Slumlord break. The Eugene City Council has given unaccounted millions away with a property tax break for apartment buildings that will suck away $13 million statewide in the next two years. One of the biggest beneficiaries of the 10-year tax breaks was The Register-Guard family’s High Street apartments. The program doesn’t require low-income housing or even housing downtown. Eugene extended the break far out River Road last year. Local critics have said for years that the breaks mostly go to support student housing that would have been built anyway to meet high demand.
Timber baron breaks. Remember how counties and the state complained bitterly that the federal government needs to give them more money because the feds don’t pay taxes on their forest lands like private land owners? Well, it turns out the private timber owners hardly pay any taxes either. Oregon showers its timber barons with more than a half-billion dollars in tax breaks a biennium, according to the tax expenditure report.
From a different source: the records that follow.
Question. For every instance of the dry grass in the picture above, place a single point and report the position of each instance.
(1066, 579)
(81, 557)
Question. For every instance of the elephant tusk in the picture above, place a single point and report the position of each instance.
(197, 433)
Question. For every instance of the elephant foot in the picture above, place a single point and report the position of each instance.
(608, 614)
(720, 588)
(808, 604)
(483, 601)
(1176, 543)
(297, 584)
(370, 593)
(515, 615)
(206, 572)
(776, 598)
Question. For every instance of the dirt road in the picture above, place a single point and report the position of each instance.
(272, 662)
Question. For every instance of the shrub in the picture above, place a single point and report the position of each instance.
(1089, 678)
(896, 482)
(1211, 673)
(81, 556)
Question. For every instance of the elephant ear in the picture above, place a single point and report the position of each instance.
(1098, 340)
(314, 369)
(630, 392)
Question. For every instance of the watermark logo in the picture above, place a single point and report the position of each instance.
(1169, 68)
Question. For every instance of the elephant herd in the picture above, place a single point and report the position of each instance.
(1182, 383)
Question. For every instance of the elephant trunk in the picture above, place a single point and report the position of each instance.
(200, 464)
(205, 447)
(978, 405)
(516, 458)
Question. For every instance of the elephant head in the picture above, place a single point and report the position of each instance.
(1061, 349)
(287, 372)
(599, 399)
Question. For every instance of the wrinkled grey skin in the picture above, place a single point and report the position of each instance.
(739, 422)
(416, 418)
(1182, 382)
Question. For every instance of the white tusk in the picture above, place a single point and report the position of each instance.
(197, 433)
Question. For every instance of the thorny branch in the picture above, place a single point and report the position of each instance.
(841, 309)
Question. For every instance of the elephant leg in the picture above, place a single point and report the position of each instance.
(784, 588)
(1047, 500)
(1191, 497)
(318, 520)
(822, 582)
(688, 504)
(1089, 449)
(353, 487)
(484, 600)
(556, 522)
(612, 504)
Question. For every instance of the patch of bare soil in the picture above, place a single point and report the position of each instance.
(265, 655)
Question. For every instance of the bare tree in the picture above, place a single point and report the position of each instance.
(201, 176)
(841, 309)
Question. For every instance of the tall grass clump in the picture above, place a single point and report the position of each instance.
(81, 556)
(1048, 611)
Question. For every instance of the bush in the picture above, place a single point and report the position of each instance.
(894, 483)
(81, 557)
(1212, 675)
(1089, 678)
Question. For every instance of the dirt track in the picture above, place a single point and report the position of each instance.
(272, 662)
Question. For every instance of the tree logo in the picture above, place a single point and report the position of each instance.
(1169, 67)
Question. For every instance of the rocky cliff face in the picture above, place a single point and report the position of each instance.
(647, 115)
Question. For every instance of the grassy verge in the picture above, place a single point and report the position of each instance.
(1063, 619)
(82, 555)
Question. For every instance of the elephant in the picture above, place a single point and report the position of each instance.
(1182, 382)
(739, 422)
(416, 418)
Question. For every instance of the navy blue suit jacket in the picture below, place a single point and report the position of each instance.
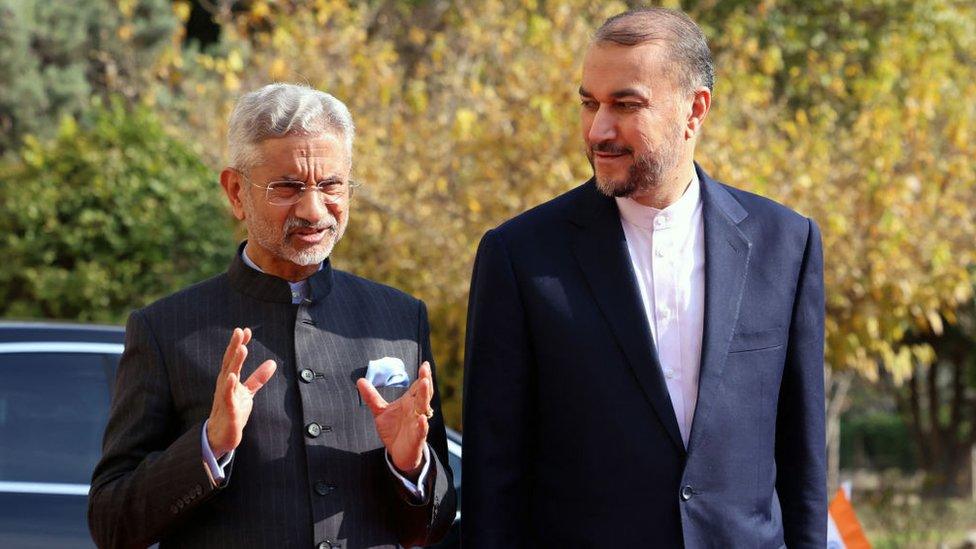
(570, 439)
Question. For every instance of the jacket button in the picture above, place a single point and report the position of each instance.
(323, 489)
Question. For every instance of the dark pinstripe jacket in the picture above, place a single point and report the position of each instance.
(286, 488)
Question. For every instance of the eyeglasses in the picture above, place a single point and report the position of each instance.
(286, 193)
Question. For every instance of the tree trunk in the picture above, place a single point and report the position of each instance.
(838, 385)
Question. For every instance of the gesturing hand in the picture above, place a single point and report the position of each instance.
(233, 400)
(402, 424)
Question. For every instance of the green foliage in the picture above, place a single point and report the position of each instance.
(108, 215)
(55, 55)
(876, 441)
(467, 115)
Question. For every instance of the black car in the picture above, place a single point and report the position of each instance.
(55, 390)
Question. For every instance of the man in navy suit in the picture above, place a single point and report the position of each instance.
(645, 352)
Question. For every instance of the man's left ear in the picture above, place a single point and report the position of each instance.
(700, 104)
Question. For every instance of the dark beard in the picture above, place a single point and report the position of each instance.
(645, 174)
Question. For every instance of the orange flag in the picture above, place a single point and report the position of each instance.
(843, 524)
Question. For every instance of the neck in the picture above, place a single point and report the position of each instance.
(670, 189)
(275, 266)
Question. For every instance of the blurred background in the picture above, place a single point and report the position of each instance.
(858, 113)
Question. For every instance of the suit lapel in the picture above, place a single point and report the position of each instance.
(601, 250)
(726, 263)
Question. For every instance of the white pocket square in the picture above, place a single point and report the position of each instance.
(387, 372)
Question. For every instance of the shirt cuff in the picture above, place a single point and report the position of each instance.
(416, 489)
(214, 466)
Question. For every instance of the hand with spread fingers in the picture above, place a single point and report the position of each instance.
(233, 400)
(403, 423)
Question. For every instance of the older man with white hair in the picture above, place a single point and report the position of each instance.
(323, 402)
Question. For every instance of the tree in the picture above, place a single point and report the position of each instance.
(106, 216)
(55, 55)
(467, 115)
(939, 404)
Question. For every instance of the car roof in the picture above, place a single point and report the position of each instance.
(15, 331)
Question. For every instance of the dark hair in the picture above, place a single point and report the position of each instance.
(684, 40)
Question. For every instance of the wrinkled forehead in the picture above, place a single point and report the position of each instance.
(299, 154)
(608, 65)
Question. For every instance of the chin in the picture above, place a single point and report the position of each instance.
(614, 187)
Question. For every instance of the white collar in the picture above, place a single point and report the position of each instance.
(681, 213)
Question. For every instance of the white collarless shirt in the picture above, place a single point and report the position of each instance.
(667, 250)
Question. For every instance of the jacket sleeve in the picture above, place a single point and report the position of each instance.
(498, 388)
(151, 475)
(427, 522)
(800, 430)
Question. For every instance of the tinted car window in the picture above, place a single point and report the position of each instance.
(53, 410)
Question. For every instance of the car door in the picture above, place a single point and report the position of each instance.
(54, 402)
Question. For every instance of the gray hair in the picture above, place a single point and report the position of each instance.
(279, 110)
(686, 45)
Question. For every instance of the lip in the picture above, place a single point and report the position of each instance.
(309, 236)
(607, 157)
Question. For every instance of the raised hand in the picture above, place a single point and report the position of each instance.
(402, 424)
(234, 400)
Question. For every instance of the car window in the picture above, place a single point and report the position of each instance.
(53, 410)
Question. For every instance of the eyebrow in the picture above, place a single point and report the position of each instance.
(626, 92)
(299, 179)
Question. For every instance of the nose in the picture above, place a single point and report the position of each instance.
(603, 126)
(312, 208)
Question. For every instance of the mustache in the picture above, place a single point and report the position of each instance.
(609, 147)
(293, 223)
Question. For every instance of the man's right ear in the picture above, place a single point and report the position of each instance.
(233, 184)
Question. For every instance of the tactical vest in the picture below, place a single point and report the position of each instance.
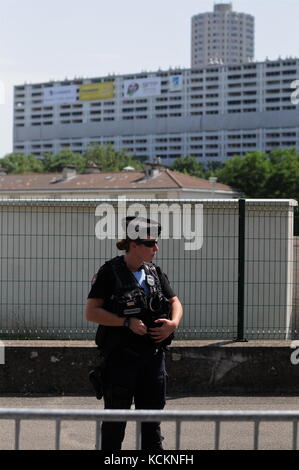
(130, 300)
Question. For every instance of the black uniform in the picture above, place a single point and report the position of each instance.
(135, 365)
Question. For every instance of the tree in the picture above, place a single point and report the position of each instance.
(249, 174)
(189, 165)
(21, 163)
(283, 181)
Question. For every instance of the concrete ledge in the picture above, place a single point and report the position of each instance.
(194, 367)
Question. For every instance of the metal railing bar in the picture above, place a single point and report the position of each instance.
(256, 435)
(148, 415)
(17, 433)
(178, 434)
(217, 435)
(57, 434)
(295, 434)
(98, 434)
(138, 435)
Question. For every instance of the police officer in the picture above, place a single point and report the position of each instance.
(137, 312)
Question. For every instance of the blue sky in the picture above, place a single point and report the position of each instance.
(40, 41)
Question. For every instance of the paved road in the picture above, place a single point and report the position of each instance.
(200, 436)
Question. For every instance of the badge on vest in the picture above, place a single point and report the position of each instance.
(150, 280)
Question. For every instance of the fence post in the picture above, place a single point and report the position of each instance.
(241, 270)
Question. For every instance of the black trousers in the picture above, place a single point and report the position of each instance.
(142, 379)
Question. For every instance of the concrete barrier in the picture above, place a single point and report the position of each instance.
(194, 367)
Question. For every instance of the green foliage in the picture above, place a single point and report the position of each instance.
(21, 164)
(261, 175)
(249, 174)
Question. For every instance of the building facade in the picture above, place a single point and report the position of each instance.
(222, 36)
(212, 113)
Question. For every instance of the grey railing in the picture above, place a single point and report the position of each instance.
(139, 416)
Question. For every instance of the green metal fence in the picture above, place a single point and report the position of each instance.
(239, 279)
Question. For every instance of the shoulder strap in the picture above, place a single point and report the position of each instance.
(152, 270)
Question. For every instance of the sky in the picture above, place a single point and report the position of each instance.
(42, 41)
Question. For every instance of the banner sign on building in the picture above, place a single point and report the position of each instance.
(60, 94)
(142, 87)
(96, 91)
(175, 83)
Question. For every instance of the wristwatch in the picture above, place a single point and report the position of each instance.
(127, 322)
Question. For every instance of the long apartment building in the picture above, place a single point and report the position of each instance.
(222, 36)
(212, 113)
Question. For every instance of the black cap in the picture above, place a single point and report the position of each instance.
(140, 227)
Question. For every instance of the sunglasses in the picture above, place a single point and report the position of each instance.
(148, 243)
There’s a $356 million break for standing timber, a $118 million break for private forest land, $30 million for logging roads and $5 million for timber sales under contract. There’s even a $3 million break for “environmentally sensitive logging equipment,” loosely defined.
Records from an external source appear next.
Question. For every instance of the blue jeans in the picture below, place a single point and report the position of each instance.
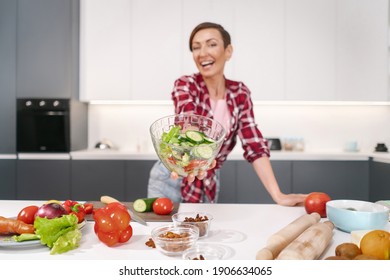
(161, 185)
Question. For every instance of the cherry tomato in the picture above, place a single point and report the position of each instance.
(104, 222)
(162, 206)
(27, 214)
(88, 207)
(112, 224)
(316, 202)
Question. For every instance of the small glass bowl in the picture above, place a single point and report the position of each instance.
(200, 219)
(203, 252)
(172, 240)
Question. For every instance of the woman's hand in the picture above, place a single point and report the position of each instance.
(191, 177)
(290, 199)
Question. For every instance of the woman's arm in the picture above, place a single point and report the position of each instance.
(266, 175)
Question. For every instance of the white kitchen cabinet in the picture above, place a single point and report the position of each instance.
(105, 50)
(155, 48)
(299, 50)
(310, 50)
(362, 50)
(129, 50)
(259, 45)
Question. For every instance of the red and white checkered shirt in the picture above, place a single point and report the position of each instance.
(190, 95)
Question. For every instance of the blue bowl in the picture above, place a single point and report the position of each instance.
(350, 215)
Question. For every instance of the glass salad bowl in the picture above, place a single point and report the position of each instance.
(187, 143)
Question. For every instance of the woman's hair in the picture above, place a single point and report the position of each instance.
(225, 35)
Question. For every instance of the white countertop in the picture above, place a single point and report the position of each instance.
(236, 155)
(113, 154)
(240, 229)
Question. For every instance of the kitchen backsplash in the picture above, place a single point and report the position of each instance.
(322, 127)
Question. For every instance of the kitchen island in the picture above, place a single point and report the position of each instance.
(240, 230)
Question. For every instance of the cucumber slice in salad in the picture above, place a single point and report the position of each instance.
(204, 152)
(144, 204)
(194, 136)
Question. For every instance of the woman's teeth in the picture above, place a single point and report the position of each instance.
(207, 63)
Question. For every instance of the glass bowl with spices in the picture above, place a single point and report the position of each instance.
(173, 240)
(199, 219)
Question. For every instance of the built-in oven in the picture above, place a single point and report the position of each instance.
(43, 125)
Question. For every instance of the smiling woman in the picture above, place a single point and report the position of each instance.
(210, 94)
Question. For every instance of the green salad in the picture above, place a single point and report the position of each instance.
(186, 152)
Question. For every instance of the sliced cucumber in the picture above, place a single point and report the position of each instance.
(205, 152)
(144, 204)
(194, 136)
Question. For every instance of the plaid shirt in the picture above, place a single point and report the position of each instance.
(190, 95)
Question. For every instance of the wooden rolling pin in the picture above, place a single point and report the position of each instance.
(278, 241)
(310, 244)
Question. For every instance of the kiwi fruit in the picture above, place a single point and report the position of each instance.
(348, 250)
(336, 258)
(364, 257)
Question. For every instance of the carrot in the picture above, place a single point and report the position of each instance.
(11, 226)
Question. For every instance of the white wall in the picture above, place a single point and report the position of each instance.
(323, 127)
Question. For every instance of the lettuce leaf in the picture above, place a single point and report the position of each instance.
(66, 242)
(60, 234)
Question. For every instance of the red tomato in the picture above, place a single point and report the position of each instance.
(27, 214)
(316, 202)
(112, 224)
(162, 206)
(120, 217)
(108, 238)
(126, 234)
Proponents argue that many of the breaks help protect forest land from suburban development. But that appears to be more about regulation than taxes, as the recent timber company land rush demonstrated before Measure 37 was reformed.
Breaks for the rich. Oregon has a host of tax breaks that primarily benefit the wealthy. The top 20 percent by income claim more than half of all itemized tax deductions in Oregon, according to state tax data. Tax breaks for property tax payments cost $324 million every two years, home mortgage interest $905 million and home sale capital gains $353 million. Half of the people in Eugene are renters and don’t benefit from those big breaks.
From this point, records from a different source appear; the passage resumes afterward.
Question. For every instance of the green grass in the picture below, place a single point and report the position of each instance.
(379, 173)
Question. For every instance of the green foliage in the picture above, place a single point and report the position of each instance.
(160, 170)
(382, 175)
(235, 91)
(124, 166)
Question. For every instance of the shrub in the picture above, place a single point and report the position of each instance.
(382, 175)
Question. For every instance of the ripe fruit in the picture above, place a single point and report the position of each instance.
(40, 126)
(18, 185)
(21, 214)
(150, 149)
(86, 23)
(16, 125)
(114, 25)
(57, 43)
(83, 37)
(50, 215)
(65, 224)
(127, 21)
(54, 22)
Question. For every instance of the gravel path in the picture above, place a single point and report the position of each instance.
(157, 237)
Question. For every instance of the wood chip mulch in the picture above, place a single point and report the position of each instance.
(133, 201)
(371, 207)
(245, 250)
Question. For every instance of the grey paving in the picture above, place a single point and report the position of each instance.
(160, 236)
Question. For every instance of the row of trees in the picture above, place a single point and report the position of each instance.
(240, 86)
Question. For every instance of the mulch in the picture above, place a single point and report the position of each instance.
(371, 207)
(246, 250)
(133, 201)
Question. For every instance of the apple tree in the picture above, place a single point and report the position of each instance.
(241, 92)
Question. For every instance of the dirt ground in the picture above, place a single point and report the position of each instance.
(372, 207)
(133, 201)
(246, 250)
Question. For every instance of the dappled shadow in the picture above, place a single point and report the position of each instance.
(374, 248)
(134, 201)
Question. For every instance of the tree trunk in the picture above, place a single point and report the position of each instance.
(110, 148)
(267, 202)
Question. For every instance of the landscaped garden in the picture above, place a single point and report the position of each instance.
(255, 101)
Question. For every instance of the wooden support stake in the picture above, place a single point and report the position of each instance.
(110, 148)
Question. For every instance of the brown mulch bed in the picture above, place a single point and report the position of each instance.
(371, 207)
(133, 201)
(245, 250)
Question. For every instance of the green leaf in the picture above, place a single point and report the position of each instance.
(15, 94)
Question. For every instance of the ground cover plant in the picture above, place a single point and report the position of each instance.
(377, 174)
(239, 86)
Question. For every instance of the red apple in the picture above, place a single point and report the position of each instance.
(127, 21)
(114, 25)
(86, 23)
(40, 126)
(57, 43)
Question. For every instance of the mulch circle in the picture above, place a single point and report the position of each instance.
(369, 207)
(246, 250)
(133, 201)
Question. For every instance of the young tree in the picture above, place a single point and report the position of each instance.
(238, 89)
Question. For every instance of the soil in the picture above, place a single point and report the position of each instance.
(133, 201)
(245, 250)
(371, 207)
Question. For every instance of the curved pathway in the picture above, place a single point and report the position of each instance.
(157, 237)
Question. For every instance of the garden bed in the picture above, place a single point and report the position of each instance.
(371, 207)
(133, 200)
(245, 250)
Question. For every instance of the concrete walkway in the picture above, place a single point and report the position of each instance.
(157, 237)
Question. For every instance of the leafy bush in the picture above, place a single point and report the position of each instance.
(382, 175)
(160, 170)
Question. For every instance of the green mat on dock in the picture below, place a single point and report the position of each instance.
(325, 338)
Deducting federal income tax gives $749 million in tax breaks, mostly to the wealthy. Oregon also doesn’t tax cars at a loss of $822 million. Other states tax cars’ value, hitting the Lamborghini drivers harder. Oregon has a regressive flat car registration fee.
Young families struggling with foreclosure get taxed fully. But Oregon gives $12 in million property breaks to owners of private planes, including corporate jets.
Rural mansions. There’s $40 million in biennial breaks for owners of forest and ranch mansions to tap into. Farm land also gets $313 million in tax breaks. Some likely goes to struggling farmers, but with few restrictions a big chunk of the breaks go to subsidize land speculation and urban sprawl.
Tax breaks galore. Oregon has far too many unfairly juicy tax breaks to discuss in one recession-shrunk newspaper article. Businesses get $166 million in accelerated depreciation tax breaks a biennium. There’s $20 million for research and development that likely would be done anyway, $10 million for rural doctors but not for the patients they bill, $10 million for film producers, $10 million for insurers, $6 million for commercial cemeteries, $3 million for wine sellers and even a special $1 million tax break tailored for the PGE baseball stadium in Portland.
Even in a recession that’s forcing brutal cuts to schools and vital programs, it’s tough to pry the breaks from the cold fingers of the special interest lobbyists. Tax breaks only increased after the
2003 recession in Oregon. Today, Oregon corporations now pay less than half the relative tax burden that they paid three decades ago, according to the OCPP.
With so many lobbyists rooting for money, the public interest in not getting taken for suckers doesn’t appear to have much chance in Salem. The all-volunteer group Tax Fairness Oregon recently tried to push, not for repealing tax breaks, but merely for collecting more of the estimated $1.5 billion in evasion of already legally required taxes. Special interest lobbyists derailed even that.